The Climate Route porterà alla realizzazione di un documentario sulla crisi climatica attraverso le alternative e le soluzioni adottate da chi ne sta subendo le conseguenze più gravi e attraverso gli occhi di attivisti e attiviste che, come te, non hanno nessuna intenzione di arrendersi. Sarà un momento di comunità e di condivisione, non solo tra i presenti: sostenitori, curiosi e speranzosi potranno seguire chilometro dopo chilometro le avventure (e disavventure) dei viaggiatori attraverso i social dell’associazione. Inoltre centinaia di persone, attraverso un crowdfunding, hanno contribuito all’acquisto dell’attrezzatura e contribuiranno alle spese di vitto, alloggio e movimento. A proposito della spedizione in sé: c’è qualcosa che ti preoccupa? E se invece potessi esprimere i tre desideri della lampada, cosa chiederesti?
Da viaggiatrice e campeggiatrice so bene che il cibo è sempre il punto debole delle avventure! E in questo caso lo è ancora di più: in Italia è facile, un po’ di pasta e la faccenda è risolta; ma cosa troveremo nelle zone rurali della Mongolia? E in Siberia? Spero in nessuna intossicazione, anche perché se stai male non vai avanti!
Quello che la crisi climatica ci impone di cambiare è il nostro modello economico. E, che ci piaccia o no, è una cosa di cui tutti facciamo parte
E arriviamo ai miei desideri, che in realtà preferirei condensare in uno per avere più probabilità che si avveri: vorrei che i mezzi di trasporto (rigorosamente scomodi e di ultima classe) arrivino tutti e che lo facciano in orario! L’unico modo per arrivare allo Stretto di Bering è prendere un aereo – anche se ne avremmo fatto volentieri a meno – ed è un aereo che decolla solo poche volte l’anno. Dobbiamo per forza arrivare in tempo!

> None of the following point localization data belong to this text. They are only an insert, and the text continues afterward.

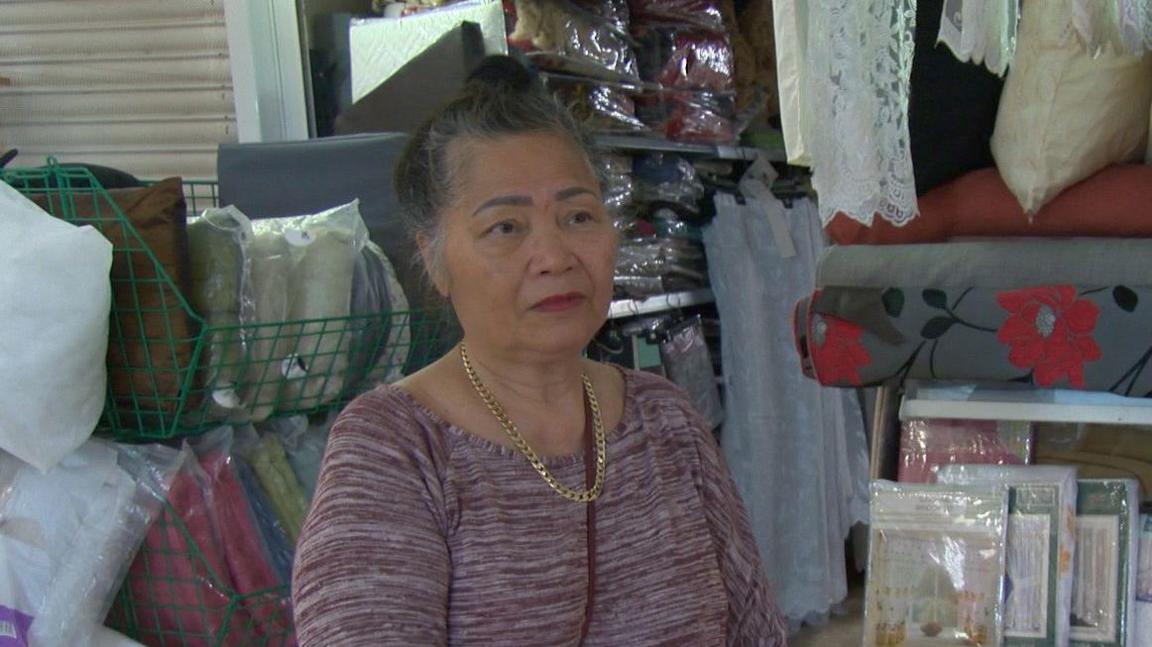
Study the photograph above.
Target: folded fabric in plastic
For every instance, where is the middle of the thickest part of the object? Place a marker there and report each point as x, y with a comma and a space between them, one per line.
929, 443
279, 482
54, 332
302, 273
67, 537
249, 556
1144, 585
220, 292
1104, 585
1099, 451
180, 583
1041, 543
1114, 203
205, 571
586, 38
684, 58
935, 564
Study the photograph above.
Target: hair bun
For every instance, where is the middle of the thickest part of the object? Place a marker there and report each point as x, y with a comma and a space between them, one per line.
502, 73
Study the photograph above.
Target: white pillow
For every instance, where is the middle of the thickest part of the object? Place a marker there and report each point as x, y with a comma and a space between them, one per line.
57, 295
1066, 114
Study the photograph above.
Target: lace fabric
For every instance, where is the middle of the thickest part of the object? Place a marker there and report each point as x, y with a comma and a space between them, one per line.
856, 108
980, 31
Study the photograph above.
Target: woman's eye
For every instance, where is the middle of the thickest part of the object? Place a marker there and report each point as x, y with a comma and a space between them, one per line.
581, 218
503, 228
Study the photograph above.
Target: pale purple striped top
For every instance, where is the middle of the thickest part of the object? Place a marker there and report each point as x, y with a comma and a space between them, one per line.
422, 533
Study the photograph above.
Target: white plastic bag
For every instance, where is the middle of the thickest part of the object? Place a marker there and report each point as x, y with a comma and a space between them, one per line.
68, 535
57, 295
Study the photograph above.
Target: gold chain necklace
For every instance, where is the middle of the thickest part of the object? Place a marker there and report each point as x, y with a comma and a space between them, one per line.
509, 428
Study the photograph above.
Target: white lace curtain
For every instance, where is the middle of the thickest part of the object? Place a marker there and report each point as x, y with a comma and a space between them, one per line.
843, 69
844, 103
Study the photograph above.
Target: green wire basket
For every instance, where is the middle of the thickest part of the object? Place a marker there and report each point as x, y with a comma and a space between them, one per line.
174, 596
164, 378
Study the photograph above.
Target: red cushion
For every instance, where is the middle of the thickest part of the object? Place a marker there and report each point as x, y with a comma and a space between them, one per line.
1114, 203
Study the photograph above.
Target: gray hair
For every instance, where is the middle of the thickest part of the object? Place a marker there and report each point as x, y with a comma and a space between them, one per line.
500, 99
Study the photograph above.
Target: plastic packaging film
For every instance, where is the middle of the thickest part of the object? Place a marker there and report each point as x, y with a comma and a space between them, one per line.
586, 38
68, 535
1143, 629
221, 294
302, 269
1041, 543
927, 443
688, 363
935, 563
1104, 586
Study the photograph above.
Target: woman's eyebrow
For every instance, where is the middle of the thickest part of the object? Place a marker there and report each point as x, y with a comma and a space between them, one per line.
505, 200
527, 200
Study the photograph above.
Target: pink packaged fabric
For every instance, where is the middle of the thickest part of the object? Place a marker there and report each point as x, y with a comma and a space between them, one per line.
926, 443
245, 553
179, 581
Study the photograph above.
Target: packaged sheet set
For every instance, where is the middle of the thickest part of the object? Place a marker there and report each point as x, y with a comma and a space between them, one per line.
1104, 586
935, 564
1038, 577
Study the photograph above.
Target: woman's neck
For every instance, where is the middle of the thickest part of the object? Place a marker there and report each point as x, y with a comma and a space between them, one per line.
536, 381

Aspettiamo una foto dall’estremissimo oriente allora! Prima di salutarci: c’è un messaggio che, in quanto abitante di un Pianeta che porta il tuo stesso nome, vorresti condividere con i tuoi coinquilini terrestri, presenti e futuri?
“Lascia il mondo un po’ migliore di come l’hai trovato”. Questa frase, pronunciata da Robert Baden-Powell, è stata molto importate per la mia crescita e il mio senso civico. Ho frequentato gli scout fino a 17 anni e la cura degli spazi pubblici e comuni è sempre stata una mia abitudine, ben prima che le campagne di pulizia di spiagge, parchi e strade diventassero mainstream. Alla fine dei campi o delle escursioni, i capi facevano formare a noi bambini una catena, a quel punto iniziavamo a camminare lungo il prato e raccoglievamo tutto quello che si trovava lungo il nostro breve percorso.
Facevamo un lavoro maniacale e per quanto piccolo potesse sembrare lo sforzo il risultato era incredibile: ognuno aveva raccolto poche cose e pensava di non aver fatto niente, poi però ci guardavamo intorno… Siccome avevamo fatto tutti lo stesso semplice gesto, il prato era completamente pulito.